Constraints between parameters in fHMM

I am working on a factorial HMM (fHMM) and want to place a constraint so the diagonals of one transition matrix always has a larger diagonal mean than the other (i.e. there are more inter-state transitions in Z than X). I am currently using poutine.mask() in a hacky way to accomplish this task but I am uncertain about how this works under the hood and whether there’s a more appropriate way to set constraints between two pyro parameters.
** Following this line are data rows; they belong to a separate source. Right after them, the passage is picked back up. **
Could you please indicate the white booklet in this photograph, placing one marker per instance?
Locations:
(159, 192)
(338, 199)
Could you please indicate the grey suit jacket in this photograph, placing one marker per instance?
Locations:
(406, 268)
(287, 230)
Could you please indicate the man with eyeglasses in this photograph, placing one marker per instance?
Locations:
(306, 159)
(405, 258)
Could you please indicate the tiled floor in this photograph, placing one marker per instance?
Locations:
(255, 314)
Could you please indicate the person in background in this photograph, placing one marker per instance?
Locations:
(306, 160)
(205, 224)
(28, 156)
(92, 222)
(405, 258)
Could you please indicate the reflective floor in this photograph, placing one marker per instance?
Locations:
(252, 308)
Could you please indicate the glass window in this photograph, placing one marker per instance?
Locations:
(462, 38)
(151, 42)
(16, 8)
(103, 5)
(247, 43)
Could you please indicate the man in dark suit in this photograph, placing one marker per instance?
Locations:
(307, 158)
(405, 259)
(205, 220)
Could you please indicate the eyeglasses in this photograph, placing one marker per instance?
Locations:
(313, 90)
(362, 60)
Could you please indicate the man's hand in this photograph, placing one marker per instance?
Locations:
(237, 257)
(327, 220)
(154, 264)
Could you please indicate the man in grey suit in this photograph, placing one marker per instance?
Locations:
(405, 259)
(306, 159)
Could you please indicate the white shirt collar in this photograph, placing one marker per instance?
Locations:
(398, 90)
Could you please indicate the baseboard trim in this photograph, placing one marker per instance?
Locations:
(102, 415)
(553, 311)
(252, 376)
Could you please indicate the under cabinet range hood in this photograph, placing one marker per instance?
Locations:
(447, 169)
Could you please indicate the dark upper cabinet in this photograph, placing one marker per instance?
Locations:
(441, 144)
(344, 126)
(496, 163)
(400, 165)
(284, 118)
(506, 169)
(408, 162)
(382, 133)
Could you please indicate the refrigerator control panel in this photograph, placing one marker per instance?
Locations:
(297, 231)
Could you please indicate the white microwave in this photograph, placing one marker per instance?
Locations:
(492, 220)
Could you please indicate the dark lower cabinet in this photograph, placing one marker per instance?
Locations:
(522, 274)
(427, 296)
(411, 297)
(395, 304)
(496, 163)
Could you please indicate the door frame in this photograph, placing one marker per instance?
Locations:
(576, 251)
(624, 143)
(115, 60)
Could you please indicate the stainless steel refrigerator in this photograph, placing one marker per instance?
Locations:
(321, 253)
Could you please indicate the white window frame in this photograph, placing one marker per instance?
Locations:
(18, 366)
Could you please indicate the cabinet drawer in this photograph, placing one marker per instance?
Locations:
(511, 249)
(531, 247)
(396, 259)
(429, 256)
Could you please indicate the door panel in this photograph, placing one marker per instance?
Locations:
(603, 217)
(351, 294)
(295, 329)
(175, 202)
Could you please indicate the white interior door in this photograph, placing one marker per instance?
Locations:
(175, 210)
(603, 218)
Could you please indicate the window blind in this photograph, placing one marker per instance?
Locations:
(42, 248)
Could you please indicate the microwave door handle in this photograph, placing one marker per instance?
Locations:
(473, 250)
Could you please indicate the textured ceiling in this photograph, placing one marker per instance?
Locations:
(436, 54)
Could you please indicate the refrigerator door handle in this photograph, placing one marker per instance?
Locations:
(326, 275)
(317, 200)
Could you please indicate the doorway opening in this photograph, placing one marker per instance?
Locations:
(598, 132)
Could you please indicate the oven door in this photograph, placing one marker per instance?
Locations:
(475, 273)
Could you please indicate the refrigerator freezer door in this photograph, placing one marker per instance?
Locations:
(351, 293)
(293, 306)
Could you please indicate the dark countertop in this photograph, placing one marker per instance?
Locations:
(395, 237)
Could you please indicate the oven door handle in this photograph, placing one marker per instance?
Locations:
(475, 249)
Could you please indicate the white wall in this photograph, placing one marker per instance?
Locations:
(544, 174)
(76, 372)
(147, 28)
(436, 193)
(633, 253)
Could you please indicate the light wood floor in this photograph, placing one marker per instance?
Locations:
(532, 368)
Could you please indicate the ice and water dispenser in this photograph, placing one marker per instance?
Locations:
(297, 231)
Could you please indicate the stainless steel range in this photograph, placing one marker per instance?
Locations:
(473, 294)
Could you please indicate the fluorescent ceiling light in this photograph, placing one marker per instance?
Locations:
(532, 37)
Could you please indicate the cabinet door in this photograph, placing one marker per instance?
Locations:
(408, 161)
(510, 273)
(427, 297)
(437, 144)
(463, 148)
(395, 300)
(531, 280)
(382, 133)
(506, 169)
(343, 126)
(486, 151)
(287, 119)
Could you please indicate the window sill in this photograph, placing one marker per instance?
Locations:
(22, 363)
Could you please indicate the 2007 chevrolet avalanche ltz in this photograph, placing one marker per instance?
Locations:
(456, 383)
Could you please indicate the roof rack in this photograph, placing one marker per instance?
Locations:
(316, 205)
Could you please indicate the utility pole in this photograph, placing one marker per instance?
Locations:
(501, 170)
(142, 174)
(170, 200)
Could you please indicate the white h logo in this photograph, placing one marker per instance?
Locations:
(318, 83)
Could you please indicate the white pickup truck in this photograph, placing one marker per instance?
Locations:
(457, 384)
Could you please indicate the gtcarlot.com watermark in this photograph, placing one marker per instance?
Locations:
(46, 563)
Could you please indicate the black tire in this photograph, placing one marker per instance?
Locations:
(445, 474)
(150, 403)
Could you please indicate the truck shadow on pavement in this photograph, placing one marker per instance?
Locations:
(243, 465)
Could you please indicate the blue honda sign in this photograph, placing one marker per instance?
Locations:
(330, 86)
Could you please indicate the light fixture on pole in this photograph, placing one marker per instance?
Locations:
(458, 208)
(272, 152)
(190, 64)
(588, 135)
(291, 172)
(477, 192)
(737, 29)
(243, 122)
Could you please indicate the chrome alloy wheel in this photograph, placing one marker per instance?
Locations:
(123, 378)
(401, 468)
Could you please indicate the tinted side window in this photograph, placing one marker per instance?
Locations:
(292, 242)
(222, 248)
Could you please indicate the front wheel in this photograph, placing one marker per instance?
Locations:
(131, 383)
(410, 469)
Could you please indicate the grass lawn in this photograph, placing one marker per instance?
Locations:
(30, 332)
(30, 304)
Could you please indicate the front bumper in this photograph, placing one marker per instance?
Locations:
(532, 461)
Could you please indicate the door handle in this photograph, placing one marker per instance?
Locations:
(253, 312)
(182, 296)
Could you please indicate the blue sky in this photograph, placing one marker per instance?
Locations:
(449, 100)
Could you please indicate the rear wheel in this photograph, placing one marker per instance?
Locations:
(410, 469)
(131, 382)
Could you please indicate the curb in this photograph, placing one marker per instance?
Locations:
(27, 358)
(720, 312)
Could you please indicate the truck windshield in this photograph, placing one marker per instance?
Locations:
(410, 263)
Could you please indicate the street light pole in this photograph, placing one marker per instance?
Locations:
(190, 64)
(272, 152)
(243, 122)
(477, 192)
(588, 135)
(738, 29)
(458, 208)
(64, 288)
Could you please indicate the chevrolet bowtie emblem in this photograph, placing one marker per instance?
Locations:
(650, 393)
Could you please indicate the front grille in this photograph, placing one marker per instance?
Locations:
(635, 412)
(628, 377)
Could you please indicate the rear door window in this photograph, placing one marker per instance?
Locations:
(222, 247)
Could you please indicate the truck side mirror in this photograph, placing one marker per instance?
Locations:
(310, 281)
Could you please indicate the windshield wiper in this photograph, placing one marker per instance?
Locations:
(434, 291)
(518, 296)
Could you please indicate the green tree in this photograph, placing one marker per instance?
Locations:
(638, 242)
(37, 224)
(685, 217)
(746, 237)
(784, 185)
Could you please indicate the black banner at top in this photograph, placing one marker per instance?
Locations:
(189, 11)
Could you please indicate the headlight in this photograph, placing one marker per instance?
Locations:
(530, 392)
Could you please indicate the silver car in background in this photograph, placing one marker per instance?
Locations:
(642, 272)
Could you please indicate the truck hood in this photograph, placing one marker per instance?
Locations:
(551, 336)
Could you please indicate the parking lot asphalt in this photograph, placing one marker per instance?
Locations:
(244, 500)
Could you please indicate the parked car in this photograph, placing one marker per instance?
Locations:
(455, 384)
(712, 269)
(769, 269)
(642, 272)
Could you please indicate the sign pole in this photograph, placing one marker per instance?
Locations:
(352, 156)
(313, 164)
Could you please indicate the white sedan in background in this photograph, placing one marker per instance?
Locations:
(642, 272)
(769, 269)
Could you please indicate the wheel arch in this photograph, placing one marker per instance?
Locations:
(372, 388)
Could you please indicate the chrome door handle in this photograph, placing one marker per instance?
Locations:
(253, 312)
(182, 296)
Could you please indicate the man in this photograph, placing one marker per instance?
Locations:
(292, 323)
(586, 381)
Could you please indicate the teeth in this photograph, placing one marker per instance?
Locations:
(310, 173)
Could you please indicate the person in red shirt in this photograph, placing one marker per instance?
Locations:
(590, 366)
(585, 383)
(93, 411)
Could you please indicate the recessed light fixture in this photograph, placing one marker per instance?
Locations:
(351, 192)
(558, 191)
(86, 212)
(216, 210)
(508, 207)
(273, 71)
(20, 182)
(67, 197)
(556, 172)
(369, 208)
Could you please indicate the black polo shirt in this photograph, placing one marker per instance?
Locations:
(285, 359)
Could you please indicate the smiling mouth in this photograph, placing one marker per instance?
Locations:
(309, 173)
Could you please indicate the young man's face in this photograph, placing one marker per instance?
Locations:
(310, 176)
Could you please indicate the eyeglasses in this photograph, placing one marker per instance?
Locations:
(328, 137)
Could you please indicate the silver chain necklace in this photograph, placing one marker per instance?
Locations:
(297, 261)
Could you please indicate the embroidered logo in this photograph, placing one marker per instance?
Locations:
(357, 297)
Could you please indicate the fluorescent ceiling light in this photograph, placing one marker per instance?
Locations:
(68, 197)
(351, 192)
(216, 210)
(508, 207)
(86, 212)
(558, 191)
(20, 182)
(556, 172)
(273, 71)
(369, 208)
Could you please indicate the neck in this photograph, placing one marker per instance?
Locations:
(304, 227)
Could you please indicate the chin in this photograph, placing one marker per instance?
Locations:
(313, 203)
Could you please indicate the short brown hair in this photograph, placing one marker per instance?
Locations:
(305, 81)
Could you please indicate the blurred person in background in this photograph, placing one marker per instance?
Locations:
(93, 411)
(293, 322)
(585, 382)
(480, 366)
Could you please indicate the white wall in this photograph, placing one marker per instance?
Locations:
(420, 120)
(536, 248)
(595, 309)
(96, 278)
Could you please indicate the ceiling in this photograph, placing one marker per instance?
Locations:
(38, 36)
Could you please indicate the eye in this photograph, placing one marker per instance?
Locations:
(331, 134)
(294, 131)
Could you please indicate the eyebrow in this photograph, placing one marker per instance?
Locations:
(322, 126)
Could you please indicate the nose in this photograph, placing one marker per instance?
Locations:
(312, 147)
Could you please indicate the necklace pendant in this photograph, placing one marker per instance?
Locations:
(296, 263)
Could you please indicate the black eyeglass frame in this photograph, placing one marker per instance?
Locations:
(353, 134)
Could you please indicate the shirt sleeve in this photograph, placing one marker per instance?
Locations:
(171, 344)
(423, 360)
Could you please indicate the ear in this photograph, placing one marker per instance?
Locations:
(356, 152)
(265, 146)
Can I get some feedback on this choice?

My code is loosely based off model_3() in the HMM tutorials

def model_3(sequences, args, batch_size=None, include_prior=True):
    with ignore_jit_warnings():
        num_sequences, max_length, data_dim = map(int, sequences.shape)
    # establish priors
    with poutine.mask(mask=include_prior):
        # transition matrix priors for both hidden states
        probs_x = pyro.sample("probs_x",
                              dist.Dirichlet(0.95 * torch.eye(args.hidden_dim) + 0.05)
                                  .to_event(1))
        probs_z = pyro.sample("probs_z", 
                              dist.Dirichlet(0.1*torch.eye(2) + 0.9)
                                  .to_event(1))

        # scale terms for state X
        probs_var_x = pyro.sample("probs_var_x",
                                  dist.Beta(torch.ones(args.hidden_dim, dtype=torch.float) * 2.0,
                                            torch.ones(args.hidden_dim, dtype=torch.float) * 3.0)
                                      .to_event(1))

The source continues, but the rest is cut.